Mr Burrows said Anglo bosses Sean FitzPatrick and David Drumm had requested a meeting with his bank earlier that day.
They had asked if Bank of Ireland would take over Anglo fully, or in part. “They were looking for any kind of assistance at all we could offer.”
Mr Burrows said a short while later he attended a pre-scheduled meeting with Mr Hurley, where he explained the Anglo position and asked if there was a plan.
“I was somewhat surprised to find there was not. Mr Hurley’s guidance to me was that if I wanted to take matters further, I should make an approach to government.”
The representatives of Bank of Ireland and AIB met the Taoiseach Brian Cowen, Finance Minister Brian Lenihan and “quite a number of other people” at Government Buildings.
During the meeting, Mr Hurley asked if the Anglo default could be covered by Bank of Ireland and AIB providing €5bn each by the following morning.

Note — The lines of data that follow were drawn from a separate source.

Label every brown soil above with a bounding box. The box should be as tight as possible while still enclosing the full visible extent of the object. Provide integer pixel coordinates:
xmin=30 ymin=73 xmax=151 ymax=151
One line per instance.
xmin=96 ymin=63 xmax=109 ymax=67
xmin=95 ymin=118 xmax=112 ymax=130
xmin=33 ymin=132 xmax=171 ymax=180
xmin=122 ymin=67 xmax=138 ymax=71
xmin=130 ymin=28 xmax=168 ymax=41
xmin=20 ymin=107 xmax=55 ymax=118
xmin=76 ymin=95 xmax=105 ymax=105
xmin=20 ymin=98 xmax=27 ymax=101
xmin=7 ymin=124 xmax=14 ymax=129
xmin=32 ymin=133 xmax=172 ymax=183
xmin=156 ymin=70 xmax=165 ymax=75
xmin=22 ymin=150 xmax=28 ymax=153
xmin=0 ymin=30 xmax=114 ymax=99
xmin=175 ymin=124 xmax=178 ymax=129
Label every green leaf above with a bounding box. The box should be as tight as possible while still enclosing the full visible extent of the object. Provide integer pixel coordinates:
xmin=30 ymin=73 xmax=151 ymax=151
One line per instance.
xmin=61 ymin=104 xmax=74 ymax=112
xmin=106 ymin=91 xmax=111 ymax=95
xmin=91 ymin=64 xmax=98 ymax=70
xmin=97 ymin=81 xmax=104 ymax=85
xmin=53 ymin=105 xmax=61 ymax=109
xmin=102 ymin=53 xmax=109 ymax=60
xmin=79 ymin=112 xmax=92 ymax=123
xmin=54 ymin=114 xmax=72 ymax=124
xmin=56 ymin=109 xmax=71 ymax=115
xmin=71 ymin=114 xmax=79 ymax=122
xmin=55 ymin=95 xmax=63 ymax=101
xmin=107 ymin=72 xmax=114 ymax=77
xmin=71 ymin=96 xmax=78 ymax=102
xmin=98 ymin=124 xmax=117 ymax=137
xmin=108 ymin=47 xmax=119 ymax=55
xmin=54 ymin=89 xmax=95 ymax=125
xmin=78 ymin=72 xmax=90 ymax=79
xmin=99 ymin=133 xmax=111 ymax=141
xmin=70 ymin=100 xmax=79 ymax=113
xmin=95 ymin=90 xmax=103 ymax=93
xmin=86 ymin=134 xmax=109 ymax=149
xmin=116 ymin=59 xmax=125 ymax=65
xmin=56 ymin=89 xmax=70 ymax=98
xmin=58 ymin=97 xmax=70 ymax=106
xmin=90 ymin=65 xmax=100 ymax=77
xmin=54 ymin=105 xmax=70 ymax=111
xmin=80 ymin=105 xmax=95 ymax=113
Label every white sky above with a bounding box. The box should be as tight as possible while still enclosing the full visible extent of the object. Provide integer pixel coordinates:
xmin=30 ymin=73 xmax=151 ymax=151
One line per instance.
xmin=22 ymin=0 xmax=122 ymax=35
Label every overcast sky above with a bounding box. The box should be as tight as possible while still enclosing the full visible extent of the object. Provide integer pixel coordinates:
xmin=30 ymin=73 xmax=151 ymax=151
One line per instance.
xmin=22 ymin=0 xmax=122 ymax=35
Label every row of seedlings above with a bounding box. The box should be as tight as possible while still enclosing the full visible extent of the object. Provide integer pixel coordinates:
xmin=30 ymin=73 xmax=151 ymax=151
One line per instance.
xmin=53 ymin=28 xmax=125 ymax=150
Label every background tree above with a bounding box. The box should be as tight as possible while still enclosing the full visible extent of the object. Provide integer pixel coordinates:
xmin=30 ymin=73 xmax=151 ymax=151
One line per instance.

The bankers went to an ante room to discuss this and when they returned to report that Bank of Ireland and AIB had been successful in putting together the €10bn, “it was at that point we were informed that a guarantee was going to be put in place”.
The banks did not offer solutions to the Government on the night of the bank guarantee, said Mr Burrows,
He said they had sought the meeting to make the Government fully aware of the difficulties at Anglo Irish Bank.
Mr Burrows told the inquiry he believed that if the €10bn being offered in financial support for Anglo that night had been accepted, it “may have given the Government more time to consider options”.
However, he wanted to place on the record that the bank appreciated the Government action in providing the guarantee, the subsequent capital injection for the bank and the creation of Nama.
While the €10bn liquidity for Anglo might have bought breathing space, the guarantee was necessary, he added.
Both Mr Burrows and Mr Laurence Crowley, also a former Bank of Ireland governor, insisted that property lending by their bank did not grow in a “disproportionate” fashion in the run-up to the crisis.
Mr Crowley added that, with hindsight, if any decisions were taken in his time that subsequently contributed to the banking crisis “then this is clearly something I regret”.
Mr Burrows said it was “a source of great regret to Bank of Ireland that we required substantial support from the Irish taxpayer and the State.”
That support was comprehensive and “for that we remain very grateful”.